Test the Goal of the Code

It is time to get technical again. We have been writing unit tests for some time. We have tried test-driven development. However we have never been disciplined in this. Sometimes we don't write tests at all. Sometimes we don't fix the test suite when code is needed to change. Sometimes we just decide that well, this project or that part of the project does not need tests (typically when it seems to get complex or difficult to test!). We have come to a conclusion that with this approach we will never totally master the skill, and not get the benefit it is supposed to bring.

We decided to try another approach. We are writing a very real hard-time constrained, very hardware related code with 100% test-driven development (TDD) in C. A code exists to do the job, but we are gonna completely re-write it. It is originally ported to C from assembly, and this is done maybe four years ago. Since then it has been improved, modified, and adapted to new situations. What has happened is the code has rotten, it is a jungle of conditional compilation, and so forth. So what is better place to do a tiny bit of always refreshing skunk work and completely re-write the whole piece of art?

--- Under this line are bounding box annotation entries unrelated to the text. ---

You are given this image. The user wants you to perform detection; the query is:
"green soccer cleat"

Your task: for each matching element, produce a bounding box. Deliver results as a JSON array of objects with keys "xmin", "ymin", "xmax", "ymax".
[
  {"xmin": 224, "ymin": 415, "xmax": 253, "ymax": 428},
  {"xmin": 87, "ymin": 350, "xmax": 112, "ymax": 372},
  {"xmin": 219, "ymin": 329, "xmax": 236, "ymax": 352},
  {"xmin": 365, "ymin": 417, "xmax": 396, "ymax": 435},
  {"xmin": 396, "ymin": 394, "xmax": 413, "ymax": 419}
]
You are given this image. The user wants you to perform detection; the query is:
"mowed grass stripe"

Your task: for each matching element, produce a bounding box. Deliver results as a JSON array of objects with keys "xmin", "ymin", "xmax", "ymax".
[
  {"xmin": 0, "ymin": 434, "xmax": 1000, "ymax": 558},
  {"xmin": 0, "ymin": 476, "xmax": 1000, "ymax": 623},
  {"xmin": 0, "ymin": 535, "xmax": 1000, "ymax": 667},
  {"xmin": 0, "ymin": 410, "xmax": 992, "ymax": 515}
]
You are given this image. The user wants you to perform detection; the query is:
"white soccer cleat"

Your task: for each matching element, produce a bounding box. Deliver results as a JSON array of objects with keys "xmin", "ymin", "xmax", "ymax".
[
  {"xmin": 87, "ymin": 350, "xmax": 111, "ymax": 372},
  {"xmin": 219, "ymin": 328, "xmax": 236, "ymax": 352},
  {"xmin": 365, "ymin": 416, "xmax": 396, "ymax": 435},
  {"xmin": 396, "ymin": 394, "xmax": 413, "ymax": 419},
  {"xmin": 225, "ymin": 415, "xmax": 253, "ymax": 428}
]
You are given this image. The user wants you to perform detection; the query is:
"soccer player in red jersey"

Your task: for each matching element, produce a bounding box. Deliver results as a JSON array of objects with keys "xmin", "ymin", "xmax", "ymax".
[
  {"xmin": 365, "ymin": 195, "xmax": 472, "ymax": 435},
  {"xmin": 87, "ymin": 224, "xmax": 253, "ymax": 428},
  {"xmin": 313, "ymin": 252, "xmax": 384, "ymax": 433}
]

Right after we made the decision that we are gonna write EVERYTHING with test-driven development we noticed a change in thinking. We constantly think for the simplest possible thing to do, constantly re-evaluate the module (C file) interfaces and so on. If you are gonna do everything in this manner, there just is no backdoor for you.

Another big change was (well, we still need constantly remind ourselves about this) the shift in thinking towards writing the tests as specification. We often ended up thinking about the solution and then writing tests to check the solution. This is maybe caused by the fact that one shot on the code exists and is thoroughly known. However, you will create novel, simple solutions for your tests only if you think about what you want your next small code-to-be do, not how it will do it. Keith Ray has listed questions to help you in this.

Sean Shubin has done a nice work and listed first guidelines to TDD. Again:
Test the goal of the code, not the implementation


Embedded TDD Link List

I created a del.icio.us bookmarks for web resources I have found useful for understanding TDD for embedded software.

my del.icio.us bookmarks for embedded TDD


Embedded Blogosphere

Yesterday was yet another record breaking hot day in Helsinki, and what did I do? That's right, searched the net for new embedded slash agile blogs. I periodically do this, but normally I come empty handed. This time I was happily surprised to find Low Country Software Ramblings by Benoit Lavigne. Benoit was also wondering "Am I alone?", and later found out that "I am not alone after all!"

Via Benoit's blog I discovered Embedded Cork by Ralph Depping and Embedded Gurus. Embedded gurus seem to be a bit quiet, but there is some recent stuff as well. Names behind Embedded Gurus group are impressive; Nigel Jones, Michael Barr, Larry Mittag, Mike Anderson, and Miro Samek.

Keep in mind the Atomic Object Spin Embedded Corner, and But Uncle Bob Archive (James Grenning).

I linked them in sidebar - give them a look.


Story: Spike Up Your Coctail

I posted earlier about short, 6 week, experiment where we had weekly deliveries of firmware and true parallel co-design of plastics, electronics, and software/firmware. I mentioned I would try to write down experience report. Well, it became more like story, and you can find the whole of it here (pdf). (LINK CORRECTED 27/6/2007)

Abstract. Agile development is a term used for wide variety of lightweight software development methods following shared values1. Many of these methods and practices however can be applied to more general new product development. This paper describes a six week project using some of the practices from agile development. These practices included self organizing team, collective ownership, continuous integration, iterative planning, iteration demos, team retrospective meetings, wall work queue, information radiator etc. The project crystallized a vague idea and a draft of electronics schematic into two fully functioning prototypes. It is shown that meaningful functionality can be developed in just six weeks. This is remarkable when reflected against the effort needed in so called traditional process models with formal analysis/design and theoretical proof of concept with heavy review processes. This is possible because of today’s advanced development tools and prototyping technology. Stefan Thomke (2001) calls this an era of enlightened experimentation. Building the working prototype is more cost effective way of reliable proof of concept. Using this approach already in the fuzzy front-end phase of the project would result in huge savings in overall project schedule and budget. It was also noticed that all stakeholders of this project appreciated the approach and considered it as “common sense”. The positive side effect was the team building effect this period had.